Global benefits of the SDR allocation
The substantial indirect benefits of the SDR allocation for the global economy were foreseen when the tool was designed in the late 1960s. In 1973, the Committee of Twenty on Reform of the International Monetary System and Related Issues created a Technical Group on the SDR/Aid Link. Its report flagged this role while examining a proposal that a portion of any SDR distribution to industrial countries first be allocated to developing countries. The Committee’s report concluded: “A link would contribute to the smooth functioning of the adjustment process, since, by enabling developing countries to run larger current account deficits, it would tend to relieve the tensions involved in the pursuit by developed countries of the current account surpluses that many of them prefer.”
Current proposals to recycle part of the impending SDR allocation from richer Fund members to support IMF lending programs for lower-income countries also echo earlier discussions of aid to developing countries.
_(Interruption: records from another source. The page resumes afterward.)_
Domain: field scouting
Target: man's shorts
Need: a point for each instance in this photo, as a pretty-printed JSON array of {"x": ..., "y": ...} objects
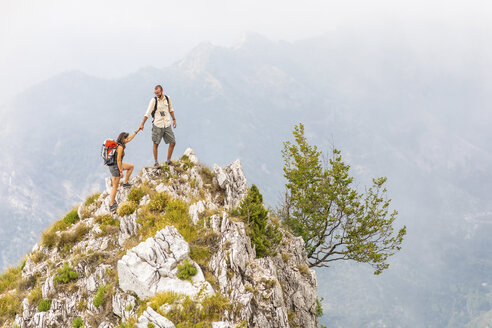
[
  {"x": 159, "y": 133},
  {"x": 115, "y": 171}
]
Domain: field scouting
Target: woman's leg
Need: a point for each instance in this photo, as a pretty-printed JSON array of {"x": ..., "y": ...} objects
[
  {"x": 129, "y": 169},
  {"x": 116, "y": 181}
]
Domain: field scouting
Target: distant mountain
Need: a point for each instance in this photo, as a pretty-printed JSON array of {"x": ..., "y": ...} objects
[{"x": 392, "y": 111}]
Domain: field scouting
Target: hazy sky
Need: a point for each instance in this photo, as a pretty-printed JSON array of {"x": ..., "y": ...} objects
[{"x": 107, "y": 38}]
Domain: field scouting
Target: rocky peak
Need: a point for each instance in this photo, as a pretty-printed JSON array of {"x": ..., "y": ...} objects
[{"x": 173, "y": 255}]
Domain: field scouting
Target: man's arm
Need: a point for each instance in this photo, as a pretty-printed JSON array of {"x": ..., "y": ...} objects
[
  {"x": 171, "y": 111},
  {"x": 174, "y": 119}
]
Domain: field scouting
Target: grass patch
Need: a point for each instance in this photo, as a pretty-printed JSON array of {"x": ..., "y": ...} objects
[
  {"x": 107, "y": 223},
  {"x": 186, "y": 270},
  {"x": 10, "y": 305},
  {"x": 71, "y": 217},
  {"x": 304, "y": 270},
  {"x": 136, "y": 195},
  {"x": 10, "y": 279},
  {"x": 189, "y": 313},
  {"x": 92, "y": 198},
  {"x": 127, "y": 208},
  {"x": 69, "y": 238},
  {"x": 65, "y": 275},
  {"x": 50, "y": 238},
  {"x": 186, "y": 162},
  {"x": 207, "y": 175},
  {"x": 101, "y": 295},
  {"x": 44, "y": 305},
  {"x": 158, "y": 202}
]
Moreover, emerging-market and developing countries in 2021 will receive a larger share of the new SDR allocation than they did in the allocation in 1970–72. At that time, 22 industrial countries received 73 percent and all other countries only 27 percent. In September 2021, those same industrial countries plus Switzerland, which was not an IMF member until 1992, will receive 57 percent, leaving 43 percent for other recipients.
Concerns about the adjustment process are as acute today as they were five decades ago. All countries are struggling to counteract the economic recessions precipitated by the pandemic, and many face disrupted capital inflows. Many may be tempted to export their economic problems through currency undervaluation and austerity policies that weaken domestic demand, reduce imports, and hold back global recovery.
The SDR is like an insurance policy against unexpected external financial risks. But unlike a normal insurance policy, SDR insurance carries no premium until the policy is activated. And the premium for using SDR credit is very low. Most important, the SDR is an insurance policy that, even if not activated, still provides peace of mind – simply because it can be activated in case of need. Countries facing actual or perceived external constraints on their economic policies because of their limited access to foreign credit will become more confident in adopting bolder policies to speed economic recovery at home and abroad.
Many lower-income countries will benefit directly from drawing on the financial insurance provided by the SDR allocation. All countries will benefit indirectly from the availability of the insurance. Turbulent waters may lie ahead as the world struggles to emerge from the pandemic and adjust to its aftershocks. The benefits of the planned SDR allocation should not be underestimated.
1 The SDR’s value tracks a basket of currencies comprising the US dollar, Japanese yen, euro, pound sterling, and Chinese renminbi. Each member pays interest (currently 0.05 percent) on the difference between its allocation and its holdings of SDRs.